Berkaitan dengan kelompok Darul Islam

Hari Purnomo (75), adik sepupu dari istri Parmanto yang bernama Astuti, menduga, permasalahan kampus yang dibicarakan Parmanto dengan pelaku waktu itu bukan motif sebenarnya. Pelaku hanya mencari kesalahan Parmanto hingga kemudian membunuhnya.

Apalagi, Parmanto saat itu merupakan pejabat yang beragama Nasrani. Parmanto lahir dari keluarga muslim, sementara Astuti berasal dari keluarga nasrani. Setelah menikah, Parmanto menjadi seorang nasrani.

"Itu hanya mencari-cari kesalahan saja. Setelah itu kan ada beberapa yang ditangkap. Saya baca di surat kabar itu pelakunya kelompok radikal. Kemungkinan mereka tidak ingin Parmanto jadi rektor, karena masalah keyakinan," katanya.

UNSKampus UNS Foto: UNS

Istri Parmanto pun, kata Hari, membenarkan jika pelaku yang ditangkap adalah orang-orang yang datang ke rumahnya. Keluarga menduga bahwa Parmanto sudah lama dikejar orang.

"Bu Parmanto juga bilang, benar orang-orang itu pelakunya. Kemungkinan sudah lama dikejar orang, tapi nggak pernah cerita," ungkap dia.

Dugaan itu juga diperkuat melalui tulisan Solahudin dalam bukunya The Roots of Terrorism in Indonesia: From Darul Islam to Jema'ah Islamiyah.

Dalam buku itu dia menjelaskan munculnya kelompok-kelompok Islam radikal di masa lalu. Pada salah satu bagian, diceritakan bahwa Parmanto adalah salah satu korban dari kelompok Darul Islam.

Darul Islam adalah organisasi bentukan Abdullah Sungkar dan Abu Bakar Ba'asyir. Pada November 1978, Darul Islam menggelar pertemuan besar di Jawa Tengah dan menetapkan Jawa Tengah sebagai pusat, karena kegiatan mereka di luar Jawa sudah terendus aparat.

Namun Jawa rupanya juga bukan tempat aman bagi kelompok mereka.
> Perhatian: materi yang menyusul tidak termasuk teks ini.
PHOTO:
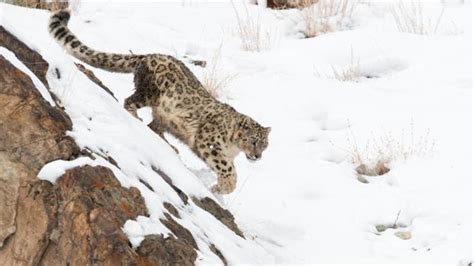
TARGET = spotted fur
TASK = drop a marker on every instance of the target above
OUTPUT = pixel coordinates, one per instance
(215, 131)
Bahkan Sungkar ditangkap di Jombang pada 10 November 1978 dan disusul dengan penangkapan Ba'asyir sepekan kemudian.

Penangkapan ini membuat para pengikutnya marah dan ingin membalas. Sasaran mereka adalah Parmanto yang dianggap membocorkan informasi. Ada empat orang yang disebut melakukan pembunuhan.

"Target mereka adalah Parmanto, dosen UNS yang membocorkan informasi kepada aparat keamanan. Januari 1979, Hasan Bauw, Warman, Farid Ghozali dan Abdullah Umar membunuh Parmanto di rumahnya," tulis Solahudin.

Tak lama kemudian, aparat menembak mati Farid Ghozali dan menangkap anggota mereka lainnya, Abdul Kadir Baraja. Warman menduga Hasan Bauw berkhianat hingga aparat berhasil menembak dan menangkap rekannya.

Setelah melapor kepada pimpinannya yang bernama Ahmad Husein, Warman diperintahkan untuk mengeksekusi Hasan Bauw. Tak lama kemudian Warman ditangkap aparat.

Lalu disusul pula dengan penangkapan Abdullah Umar dan beberapa anggota kelompok lainnya. Mereka dikirim ke dalam penjara yang sama dengan Sungkar dan Ba'asyir.